Hem bir "marka" olarak, daha baştan okuyucunun "kredi açtığı" bir dergi idi hem de Nokta'nın yeni yayımcısının "bağımsız" durumu bir avantajdı.
Ancak, Nisan 2004'te pek dergicilik deneyimi olmayan bir ekiple yeni bir başlangıç yapan Nokta, hem gazetecilik anlamında varlık gösteremeyip, hem de izlediği ulusalcı-Kemalist çizgi ile daha çıkışta bir hayal kırıklığına yol açmış görünümdeydi.

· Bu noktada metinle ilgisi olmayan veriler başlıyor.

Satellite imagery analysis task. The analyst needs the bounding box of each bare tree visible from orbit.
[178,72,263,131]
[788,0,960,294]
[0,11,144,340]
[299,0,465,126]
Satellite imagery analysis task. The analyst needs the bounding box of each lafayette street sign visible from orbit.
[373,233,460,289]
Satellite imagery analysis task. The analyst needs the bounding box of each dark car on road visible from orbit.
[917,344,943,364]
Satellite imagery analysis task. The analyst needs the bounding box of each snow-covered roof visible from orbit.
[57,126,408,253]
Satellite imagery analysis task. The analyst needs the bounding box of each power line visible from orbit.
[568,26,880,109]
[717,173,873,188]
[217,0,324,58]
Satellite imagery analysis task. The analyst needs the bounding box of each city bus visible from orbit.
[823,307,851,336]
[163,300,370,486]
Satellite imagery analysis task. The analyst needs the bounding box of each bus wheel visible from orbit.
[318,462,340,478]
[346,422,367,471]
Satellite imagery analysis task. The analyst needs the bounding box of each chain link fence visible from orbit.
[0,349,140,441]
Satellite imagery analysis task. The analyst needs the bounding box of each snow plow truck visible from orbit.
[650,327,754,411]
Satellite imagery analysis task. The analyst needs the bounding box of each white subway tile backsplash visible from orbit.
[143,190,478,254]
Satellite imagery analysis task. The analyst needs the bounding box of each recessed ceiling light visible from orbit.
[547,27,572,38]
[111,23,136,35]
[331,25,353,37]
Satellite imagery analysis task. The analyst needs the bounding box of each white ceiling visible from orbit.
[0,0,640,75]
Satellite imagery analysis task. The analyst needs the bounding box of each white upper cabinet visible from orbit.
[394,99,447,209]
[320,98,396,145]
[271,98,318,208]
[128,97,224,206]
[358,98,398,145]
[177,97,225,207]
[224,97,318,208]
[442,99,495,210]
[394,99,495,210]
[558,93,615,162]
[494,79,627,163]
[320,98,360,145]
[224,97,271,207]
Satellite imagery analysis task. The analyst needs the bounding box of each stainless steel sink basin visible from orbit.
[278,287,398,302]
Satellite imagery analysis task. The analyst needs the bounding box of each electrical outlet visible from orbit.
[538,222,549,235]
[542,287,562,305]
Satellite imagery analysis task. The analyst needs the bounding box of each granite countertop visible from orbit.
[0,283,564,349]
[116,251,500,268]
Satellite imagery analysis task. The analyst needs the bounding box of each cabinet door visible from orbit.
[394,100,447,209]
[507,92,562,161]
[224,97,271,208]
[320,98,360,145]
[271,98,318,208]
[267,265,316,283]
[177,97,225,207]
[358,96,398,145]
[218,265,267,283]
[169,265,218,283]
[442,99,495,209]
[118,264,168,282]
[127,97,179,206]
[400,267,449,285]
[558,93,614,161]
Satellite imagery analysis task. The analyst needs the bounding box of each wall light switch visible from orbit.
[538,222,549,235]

İlk sayısını 30 bin basıp ancak 10 bin satabilmiş, ardından da hızla kan kaybına uğrayıp 3-4 binlik tirajlara ve yüksek iade oranlarına gerilemiş. Bu 5 aylık pratik, Nokta'nın yeni sahibine önemli kaynak kaybına mal olmuş.
Bizim Nokta'yı devraldığımız Ağustos ayında şirket zaten önemli maddi sıkıntılar içindeydi ancak, bunları aşması alınacak önlemlerle mümkündü.
Bu önlemler;
1- Dergiyi hızla bir haber dergisi yapıp daha çağdaş bir çizgiye çekmek,
2- Bu değişimi okura ve kamuoyuna duyurmak
3- Şirket ölçeğinin ekonomik kullanımı açısından yeni dergiler çıkarmak, birim maliyetleri düşürmek olabilirdi.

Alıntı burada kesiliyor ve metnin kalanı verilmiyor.